# Benchmarking alignment strategies for Hi-C reads in metagenomic Hi-C data

**Authors:** Yuqiu Wang, Wenxuan Zuo, Jiawei Huang, Fengzhu Sun, Yuxuan Du

PMC · DOI: 10.1186/s13059-026-03970-x · 2026-01-30

## TL;DR

This paper compares different methods for aligning Hi-C reads in metagenomic data to determine which ones best support accurate analysis of microbial communities.

## Contribution

The study introduces a focused benchmark of Hi-C alignment strategies specifically for metagenomic data, highlighting performance trade-offs between accuracy and efficiency.

## Key findings

- BWA MEM -5SP outperformed other tools in inter-contig read pairs and binning quality across most environments.
- Chromap and Minimap2 showed the highest computational efficiency despite lower accuracy in some metrics.
- Alignment performance varied significantly across synthetic and real-world metagenomic datasets.

## Abstract

Metagenomics combined with High-throughput Chromosome Conformation Capture (Hi-C) provides a powerful approach to study microbial communities by linking genomic content with spatial interactions. Hi-C complements shotgun sequencing by revealing taxonomic composition, functional interactions, and genomic organization within a single sample. However, aligning Hi-C reads to metagenomic contigs is challenging due to variable insert sizes of Hi-C paired-end reads, multi-species complexity, and gaps in assemblies. Although several benchmark studies have evaluated general alignment tools and Hi-C data alignment, none have specifically focused on metagenomic Hi-C data.

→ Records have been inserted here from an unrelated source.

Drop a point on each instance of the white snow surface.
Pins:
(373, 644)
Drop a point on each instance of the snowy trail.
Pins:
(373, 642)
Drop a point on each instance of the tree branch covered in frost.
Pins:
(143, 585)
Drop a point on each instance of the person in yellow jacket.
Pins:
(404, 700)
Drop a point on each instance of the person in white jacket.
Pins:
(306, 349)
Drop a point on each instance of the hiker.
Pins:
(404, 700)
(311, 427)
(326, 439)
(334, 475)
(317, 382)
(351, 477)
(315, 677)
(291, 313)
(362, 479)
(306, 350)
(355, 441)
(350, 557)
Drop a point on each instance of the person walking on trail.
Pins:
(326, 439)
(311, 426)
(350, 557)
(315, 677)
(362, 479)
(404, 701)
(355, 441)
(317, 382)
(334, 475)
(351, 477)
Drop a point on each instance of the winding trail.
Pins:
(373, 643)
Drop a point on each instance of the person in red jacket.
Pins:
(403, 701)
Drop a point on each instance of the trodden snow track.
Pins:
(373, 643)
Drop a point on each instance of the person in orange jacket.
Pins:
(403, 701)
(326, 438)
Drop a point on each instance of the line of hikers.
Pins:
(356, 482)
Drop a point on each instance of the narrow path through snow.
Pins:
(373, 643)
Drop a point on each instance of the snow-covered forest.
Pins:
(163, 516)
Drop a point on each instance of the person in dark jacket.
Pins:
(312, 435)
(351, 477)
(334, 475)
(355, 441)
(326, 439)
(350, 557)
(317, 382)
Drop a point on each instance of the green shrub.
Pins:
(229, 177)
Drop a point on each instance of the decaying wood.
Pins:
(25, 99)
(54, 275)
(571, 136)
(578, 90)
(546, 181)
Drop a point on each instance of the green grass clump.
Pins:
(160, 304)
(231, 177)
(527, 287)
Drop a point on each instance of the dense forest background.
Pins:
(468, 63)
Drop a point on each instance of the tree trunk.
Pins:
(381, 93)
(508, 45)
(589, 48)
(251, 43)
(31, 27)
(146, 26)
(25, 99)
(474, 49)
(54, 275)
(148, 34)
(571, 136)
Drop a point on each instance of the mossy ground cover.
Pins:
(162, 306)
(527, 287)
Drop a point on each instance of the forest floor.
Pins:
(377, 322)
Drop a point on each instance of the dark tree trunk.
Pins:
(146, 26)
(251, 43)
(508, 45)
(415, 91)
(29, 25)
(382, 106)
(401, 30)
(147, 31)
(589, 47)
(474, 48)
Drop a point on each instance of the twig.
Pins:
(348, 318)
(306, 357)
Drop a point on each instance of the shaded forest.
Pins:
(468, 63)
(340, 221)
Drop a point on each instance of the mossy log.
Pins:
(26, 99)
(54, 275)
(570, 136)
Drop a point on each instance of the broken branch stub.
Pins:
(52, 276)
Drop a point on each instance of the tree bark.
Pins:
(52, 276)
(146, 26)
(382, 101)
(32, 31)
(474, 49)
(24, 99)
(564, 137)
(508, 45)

We evaluated seven alignment strategies commonly used in Hi-C analyses: BWA MEM -5SP, BWA MEM default, BWA aln default, Bowtie2 default, Bowtie2 –very-sensitive-local, Minimap2 default, and Chromap Hi-C default. We benchmarked these tools on one synthetic dataset and seven real-world environments. Performance was assessed based on the number of inter-contig Hi-C read pairs and their impact on downstream tasks, such as binning quality.

We show that BWA MEM -5SP generally outperformed all other tools across most environments in terms of inter-contig read pairs and binning quality, followed by BWA MEM default. Chromap and Minimap2, while less effective in these metrics, demonstrated the highest computational efficiency.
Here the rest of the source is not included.